Day 78 – The Funeral Shoes


Robert slid the door open to his old man’s closet and ticked on the light. The clothes inside were nondescript – nothing even to really differentiate one shirt or pair of pants from another. Lots of plaid and denim. He ignored what was on hangers and hunkered down to sort through the shoes at the bottom. They weren’t here. The damn boots weren’t here.

He started throwing what he didn’t need over his shoulder. Dress shoes in black? No. Sneakers in that shade of white that screams “I’m old?” Definitely not. Soon every pair was thrown into the empty bedroom behind him, but the God damn boots weren’t anywhere.

Without even deciding to, Robert found himself punching the closet’s wall. A heavy box tumbled down on his hand.
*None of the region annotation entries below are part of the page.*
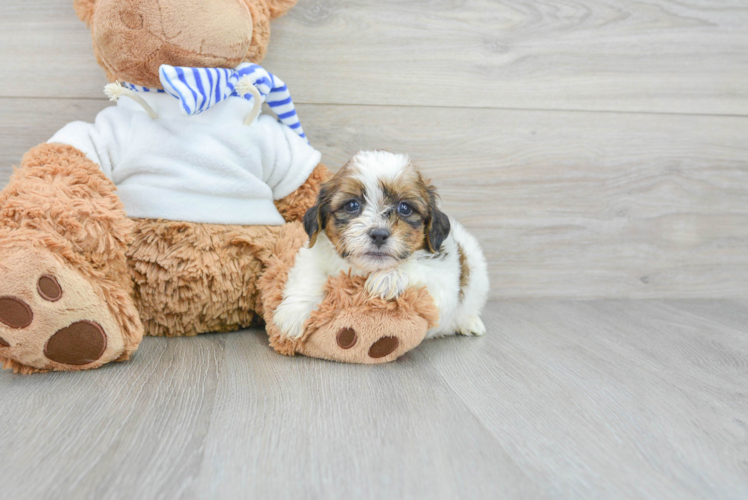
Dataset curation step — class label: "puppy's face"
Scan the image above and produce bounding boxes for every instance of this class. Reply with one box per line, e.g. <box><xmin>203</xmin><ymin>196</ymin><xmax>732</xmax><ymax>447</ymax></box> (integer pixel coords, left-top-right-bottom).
<box><xmin>304</xmin><ymin>151</ymin><xmax>449</xmax><ymax>272</ymax></box>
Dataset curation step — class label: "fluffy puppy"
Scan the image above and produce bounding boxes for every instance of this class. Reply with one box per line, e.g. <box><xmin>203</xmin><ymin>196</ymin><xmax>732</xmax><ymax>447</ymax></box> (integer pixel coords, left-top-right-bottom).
<box><xmin>274</xmin><ymin>151</ymin><xmax>488</xmax><ymax>338</ymax></box>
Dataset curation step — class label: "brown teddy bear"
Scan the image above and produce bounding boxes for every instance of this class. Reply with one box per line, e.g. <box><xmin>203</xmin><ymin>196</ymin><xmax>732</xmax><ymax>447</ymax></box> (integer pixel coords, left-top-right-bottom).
<box><xmin>0</xmin><ymin>0</ymin><xmax>438</xmax><ymax>373</ymax></box>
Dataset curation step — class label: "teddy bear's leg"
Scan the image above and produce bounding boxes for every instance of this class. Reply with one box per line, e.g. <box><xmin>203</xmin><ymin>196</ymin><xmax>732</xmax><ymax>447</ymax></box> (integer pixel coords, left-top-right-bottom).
<box><xmin>0</xmin><ymin>144</ymin><xmax>142</xmax><ymax>373</ymax></box>
<box><xmin>275</xmin><ymin>163</ymin><xmax>332</xmax><ymax>222</ymax></box>
<box><xmin>258</xmin><ymin>223</ymin><xmax>439</xmax><ymax>364</ymax></box>
<box><xmin>128</xmin><ymin>219</ymin><xmax>282</xmax><ymax>336</ymax></box>
<box><xmin>127</xmin><ymin>163</ymin><xmax>331</xmax><ymax>336</ymax></box>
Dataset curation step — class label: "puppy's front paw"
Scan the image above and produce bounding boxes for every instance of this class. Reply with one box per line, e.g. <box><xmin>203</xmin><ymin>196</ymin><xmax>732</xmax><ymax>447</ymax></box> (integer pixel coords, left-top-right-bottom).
<box><xmin>366</xmin><ymin>268</ymin><xmax>408</xmax><ymax>300</ymax></box>
<box><xmin>457</xmin><ymin>316</ymin><xmax>486</xmax><ymax>337</ymax></box>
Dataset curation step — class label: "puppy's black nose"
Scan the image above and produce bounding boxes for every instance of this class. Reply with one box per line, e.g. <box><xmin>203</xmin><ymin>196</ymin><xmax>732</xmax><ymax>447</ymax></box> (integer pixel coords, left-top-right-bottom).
<box><xmin>369</xmin><ymin>228</ymin><xmax>392</xmax><ymax>247</ymax></box>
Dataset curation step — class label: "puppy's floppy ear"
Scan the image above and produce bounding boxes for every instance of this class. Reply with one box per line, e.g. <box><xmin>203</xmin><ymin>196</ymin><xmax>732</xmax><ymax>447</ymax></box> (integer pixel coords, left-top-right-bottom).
<box><xmin>304</xmin><ymin>181</ymin><xmax>333</xmax><ymax>248</ymax></box>
<box><xmin>425</xmin><ymin>186</ymin><xmax>451</xmax><ymax>253</ymax></box>
<box><xmin>73</xmin><ymin>0</ymin><xmax>96</xmax><ymax>27</ymax></box>
<box><xmin>304</xmin><ymin>204</ymin><xmax>322</xmax><ymax>248</ymax></box>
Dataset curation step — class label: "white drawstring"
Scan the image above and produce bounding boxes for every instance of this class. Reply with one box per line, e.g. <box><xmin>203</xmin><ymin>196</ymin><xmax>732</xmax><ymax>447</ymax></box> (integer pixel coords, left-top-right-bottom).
<box><xmin>234</xmin><ymin>76</ymin><xmax>262</xmax><ymax>125</ymax></box>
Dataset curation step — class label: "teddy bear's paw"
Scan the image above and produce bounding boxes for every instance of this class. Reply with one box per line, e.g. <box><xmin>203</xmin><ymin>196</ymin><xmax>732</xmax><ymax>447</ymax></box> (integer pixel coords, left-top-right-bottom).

He cursed loudly enough that the family downstairs could probably hear while he put his right hand over his injured left. Maggie burst in.

“Baby, did you just – oh, my God, is that blood?”

The two of them looked with despair at the growing stain on his freshly cleaned dress shirt. Robert swore again, quieter this time. His wife darted away and returned with a wet washcloth, which she used to dab his hand.

“What happened, Robert?”

“Just a box. It fell, and – God, how am I gonna cover this up for the viewing?”

“We’ll worry about that later. Did you find the shoes?”

“No, they’re not here.”

“Well, do you really need them?”

“Yes, dammit, they’re important!” His tone took Maggie by surprise, and Robert softened. “Sorry. They just gave them to him back when he was working at the factory. He loved those boots more than anything.”

“Maybe not anything,” Maggie said, removing the top from the box that had half opened in its fall. Inside were all the sports ribbons Robert had ever won, along with pictures and school newspaper articles.

The box gave Robert pause. Before a tear could roll down his cheek, he shook his head. “He wore those damn boots every day of his life, and he kept that stuff hidden away in a closet.”

“But he kept it,” Maggie said, and she led her husband downstairs to clean up his shirt.